Heb je dat gedaan en klik je daarna twee keer met een korte tussenpauze op contact 2v, dan zie je in het locscherm onderaan een groen balkje verschijnen ten teken dat de lok rijdt. Om nu te simuleren dat de lok de volgende contacten passeert, klik je steeds 2 x met korte tussen pauze op een volgend contact. Je ziet dan dat de groene balk langer en weer korter wordt – trein rijdt harder en daarna weer zachter – totdat die verdwenen is. De trein staat stil. Na een paar seconden zie je de rijweg (rood aangegeven) veranderen en daarna zie op het scherm van de andere lok een groen balkje verschijnen. Ook nu moet je de contacten weer 2x aanklikken om een rijdende lok te simuleren, totdat je weer op de startpositie bent. Na een poosje zie je dat de eerste lok weer gaat rijden (op het scherm verschijnt een groen balkje). Nu herhaalt alles zich, tenminste als je tussentijds steeds de contacten 2x aanklikt. Hebben we alles goed gedaan dan kan dit “eeuwig??” zo blijven doorgaan. Toch zullen we eens moeten stoppen. Dat kan via het menu “Datei”. Eerst moeten we het programma opslaan. Dat kan via “Speichen Gleisbild unter” Opslaan moet in de map LGB_V6. Deze staat meestal op de C-schijf in de map “Program files”. Daarna kan het programma definitief beëindig worden door op “Programm-Ende” te klikken.

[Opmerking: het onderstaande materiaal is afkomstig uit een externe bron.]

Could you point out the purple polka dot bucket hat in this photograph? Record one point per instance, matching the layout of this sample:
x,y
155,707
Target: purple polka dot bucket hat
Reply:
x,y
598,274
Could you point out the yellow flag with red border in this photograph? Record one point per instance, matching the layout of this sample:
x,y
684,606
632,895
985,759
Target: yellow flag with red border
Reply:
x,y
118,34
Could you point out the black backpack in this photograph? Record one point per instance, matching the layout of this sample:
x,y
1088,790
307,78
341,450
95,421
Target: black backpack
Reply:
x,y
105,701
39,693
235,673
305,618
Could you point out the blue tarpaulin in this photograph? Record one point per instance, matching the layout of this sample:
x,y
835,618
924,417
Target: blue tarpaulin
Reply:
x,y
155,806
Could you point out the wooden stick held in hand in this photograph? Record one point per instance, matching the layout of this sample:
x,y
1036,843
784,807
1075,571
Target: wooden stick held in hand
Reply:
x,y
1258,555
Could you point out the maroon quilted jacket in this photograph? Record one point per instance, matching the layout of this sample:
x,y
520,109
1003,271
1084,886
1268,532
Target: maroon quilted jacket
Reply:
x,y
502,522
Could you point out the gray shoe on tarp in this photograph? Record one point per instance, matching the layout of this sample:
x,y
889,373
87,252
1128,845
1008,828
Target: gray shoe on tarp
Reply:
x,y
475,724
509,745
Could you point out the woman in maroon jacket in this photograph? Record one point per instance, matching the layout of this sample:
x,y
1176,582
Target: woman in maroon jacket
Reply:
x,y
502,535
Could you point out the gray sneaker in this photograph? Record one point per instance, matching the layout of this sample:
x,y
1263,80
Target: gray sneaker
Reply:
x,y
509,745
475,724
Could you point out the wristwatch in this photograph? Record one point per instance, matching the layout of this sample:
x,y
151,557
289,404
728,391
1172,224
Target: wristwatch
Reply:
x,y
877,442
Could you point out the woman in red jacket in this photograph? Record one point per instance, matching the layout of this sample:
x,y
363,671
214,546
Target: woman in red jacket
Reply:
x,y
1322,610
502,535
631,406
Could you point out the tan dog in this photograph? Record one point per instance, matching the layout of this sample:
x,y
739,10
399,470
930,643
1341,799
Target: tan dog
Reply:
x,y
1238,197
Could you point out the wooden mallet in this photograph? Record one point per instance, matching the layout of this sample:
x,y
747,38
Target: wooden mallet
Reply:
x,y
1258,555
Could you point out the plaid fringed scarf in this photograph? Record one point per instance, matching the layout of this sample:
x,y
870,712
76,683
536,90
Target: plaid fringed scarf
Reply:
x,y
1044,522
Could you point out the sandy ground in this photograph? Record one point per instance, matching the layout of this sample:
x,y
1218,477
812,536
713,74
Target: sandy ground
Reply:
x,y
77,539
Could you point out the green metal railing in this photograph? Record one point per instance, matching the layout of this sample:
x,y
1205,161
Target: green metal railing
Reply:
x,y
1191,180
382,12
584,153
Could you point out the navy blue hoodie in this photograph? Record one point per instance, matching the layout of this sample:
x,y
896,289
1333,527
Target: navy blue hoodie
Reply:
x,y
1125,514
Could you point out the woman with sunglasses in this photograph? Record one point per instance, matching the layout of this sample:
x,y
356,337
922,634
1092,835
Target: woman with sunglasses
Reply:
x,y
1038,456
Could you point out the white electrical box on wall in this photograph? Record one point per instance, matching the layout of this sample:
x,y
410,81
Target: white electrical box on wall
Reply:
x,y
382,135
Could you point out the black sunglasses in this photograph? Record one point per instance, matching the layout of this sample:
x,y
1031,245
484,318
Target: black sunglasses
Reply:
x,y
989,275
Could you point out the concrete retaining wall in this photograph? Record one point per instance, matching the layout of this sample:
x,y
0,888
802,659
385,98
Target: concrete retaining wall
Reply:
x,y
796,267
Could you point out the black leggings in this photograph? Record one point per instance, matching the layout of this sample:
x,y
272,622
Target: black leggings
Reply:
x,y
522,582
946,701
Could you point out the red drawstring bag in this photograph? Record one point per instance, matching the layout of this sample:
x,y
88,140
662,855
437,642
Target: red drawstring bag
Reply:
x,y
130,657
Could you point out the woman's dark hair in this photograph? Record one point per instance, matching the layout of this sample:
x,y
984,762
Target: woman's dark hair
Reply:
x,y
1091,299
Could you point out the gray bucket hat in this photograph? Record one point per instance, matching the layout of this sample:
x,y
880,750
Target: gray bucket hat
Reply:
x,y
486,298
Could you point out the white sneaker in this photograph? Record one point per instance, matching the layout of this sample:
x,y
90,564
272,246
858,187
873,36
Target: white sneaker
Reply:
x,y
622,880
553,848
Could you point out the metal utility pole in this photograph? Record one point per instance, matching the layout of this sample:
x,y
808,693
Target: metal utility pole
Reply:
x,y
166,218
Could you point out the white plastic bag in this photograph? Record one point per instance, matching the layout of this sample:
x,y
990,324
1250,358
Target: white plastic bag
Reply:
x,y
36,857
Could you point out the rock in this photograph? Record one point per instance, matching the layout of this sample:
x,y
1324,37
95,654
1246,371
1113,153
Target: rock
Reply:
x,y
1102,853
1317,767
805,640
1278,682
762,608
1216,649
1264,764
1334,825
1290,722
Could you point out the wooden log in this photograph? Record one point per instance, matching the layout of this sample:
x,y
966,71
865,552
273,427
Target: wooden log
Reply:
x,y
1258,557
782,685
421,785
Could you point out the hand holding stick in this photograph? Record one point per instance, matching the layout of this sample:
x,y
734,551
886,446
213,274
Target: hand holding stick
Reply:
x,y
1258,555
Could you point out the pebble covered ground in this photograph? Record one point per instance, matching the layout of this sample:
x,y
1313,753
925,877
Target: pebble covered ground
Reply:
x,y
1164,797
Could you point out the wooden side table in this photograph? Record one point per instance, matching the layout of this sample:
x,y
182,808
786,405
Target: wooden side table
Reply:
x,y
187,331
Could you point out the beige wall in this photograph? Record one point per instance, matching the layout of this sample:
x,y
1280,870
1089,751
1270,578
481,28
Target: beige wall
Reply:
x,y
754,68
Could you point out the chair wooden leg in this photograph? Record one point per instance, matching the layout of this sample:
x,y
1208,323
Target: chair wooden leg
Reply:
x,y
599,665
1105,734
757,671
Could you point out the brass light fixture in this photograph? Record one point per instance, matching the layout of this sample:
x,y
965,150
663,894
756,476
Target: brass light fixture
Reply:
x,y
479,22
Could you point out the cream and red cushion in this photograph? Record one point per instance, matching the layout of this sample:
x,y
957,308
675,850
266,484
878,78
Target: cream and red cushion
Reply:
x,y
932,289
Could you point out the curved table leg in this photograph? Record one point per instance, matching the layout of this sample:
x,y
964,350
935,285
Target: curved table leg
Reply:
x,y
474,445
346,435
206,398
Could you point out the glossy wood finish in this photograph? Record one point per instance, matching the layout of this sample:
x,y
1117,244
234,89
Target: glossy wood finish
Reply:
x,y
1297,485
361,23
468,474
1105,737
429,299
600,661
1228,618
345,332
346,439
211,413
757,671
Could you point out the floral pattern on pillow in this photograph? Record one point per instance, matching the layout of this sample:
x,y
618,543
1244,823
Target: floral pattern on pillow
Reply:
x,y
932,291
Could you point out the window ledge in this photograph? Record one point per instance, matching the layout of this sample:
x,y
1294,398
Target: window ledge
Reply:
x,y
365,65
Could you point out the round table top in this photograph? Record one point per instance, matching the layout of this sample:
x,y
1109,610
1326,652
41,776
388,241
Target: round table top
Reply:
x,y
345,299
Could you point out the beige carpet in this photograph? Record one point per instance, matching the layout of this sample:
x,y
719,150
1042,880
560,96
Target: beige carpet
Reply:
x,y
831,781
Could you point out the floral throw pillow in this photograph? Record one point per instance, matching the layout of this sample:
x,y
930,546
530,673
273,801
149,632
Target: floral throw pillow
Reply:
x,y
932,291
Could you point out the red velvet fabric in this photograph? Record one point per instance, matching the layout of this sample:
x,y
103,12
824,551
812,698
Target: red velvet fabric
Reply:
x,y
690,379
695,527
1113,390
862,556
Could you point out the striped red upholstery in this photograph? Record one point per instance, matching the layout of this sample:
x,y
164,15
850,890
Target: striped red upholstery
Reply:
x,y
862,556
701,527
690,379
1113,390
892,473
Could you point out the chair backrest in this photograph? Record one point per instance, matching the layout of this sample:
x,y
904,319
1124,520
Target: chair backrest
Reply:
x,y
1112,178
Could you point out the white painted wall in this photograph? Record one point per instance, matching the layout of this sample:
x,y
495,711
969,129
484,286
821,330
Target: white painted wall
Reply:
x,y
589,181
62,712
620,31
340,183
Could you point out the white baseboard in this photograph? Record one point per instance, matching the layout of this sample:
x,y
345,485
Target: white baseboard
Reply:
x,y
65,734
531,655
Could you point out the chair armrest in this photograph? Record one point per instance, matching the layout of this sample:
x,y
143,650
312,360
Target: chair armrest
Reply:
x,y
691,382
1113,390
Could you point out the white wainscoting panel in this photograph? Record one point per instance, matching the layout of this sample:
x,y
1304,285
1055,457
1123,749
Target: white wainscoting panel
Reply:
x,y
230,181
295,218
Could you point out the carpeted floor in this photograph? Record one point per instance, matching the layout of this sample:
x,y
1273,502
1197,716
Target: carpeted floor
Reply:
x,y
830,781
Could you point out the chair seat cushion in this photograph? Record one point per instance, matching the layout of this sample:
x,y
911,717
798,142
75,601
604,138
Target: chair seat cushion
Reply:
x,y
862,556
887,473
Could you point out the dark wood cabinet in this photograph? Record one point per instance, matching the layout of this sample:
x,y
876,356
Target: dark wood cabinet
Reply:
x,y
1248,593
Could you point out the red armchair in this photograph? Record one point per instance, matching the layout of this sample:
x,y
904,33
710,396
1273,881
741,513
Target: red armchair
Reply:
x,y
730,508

Is dit gedaan en is alles opgeslagen, natuurlijk heb je dat ook al een aantal keren gedurende het programmeren gedaan, dan kan je gaan testrijden. Zelf doe ik dat altijd eerst virtueel en pas als ik dan geen fouten tegenkom in de praktijk. Virtueel rijden kan door met de rechter muis twee keer met een korte tussenpose met de rechtermuis te klikken op een reedcontact en in het dan verschenen invoerveld het decodernummer van een lok in te voeren, een getal tussen de 0 en de 21. Om dit te kunnen moet je eerst het Ablauf aangeklikt hebben e in dan daarna verschenen scherm “Erst Start” hebben aangeklikt. In het nu behandelde voorbeeld kan je beste virtuele loks plaatsen op de contacten 2a en 2b.
Ik hoop hiermee enig inzicht in het rijden via “Kontaktstuerung” te hebben gegeven. Mochten er nog vragen of opmerkingen zijn, dan hoor ik die graag. Voorts wil ik op een van onze bijeenkomsten in Zetten via een PC-animatie laten zien hoe ik dit programma'tje heb gemaakt. Een demonstratie kan veel vragen die er ongetwijfeld nog zijn, beantwoorden en ook het daadwerkelijk laten zien hoe het werkt is vaak verhelderender dan een stukje tekst.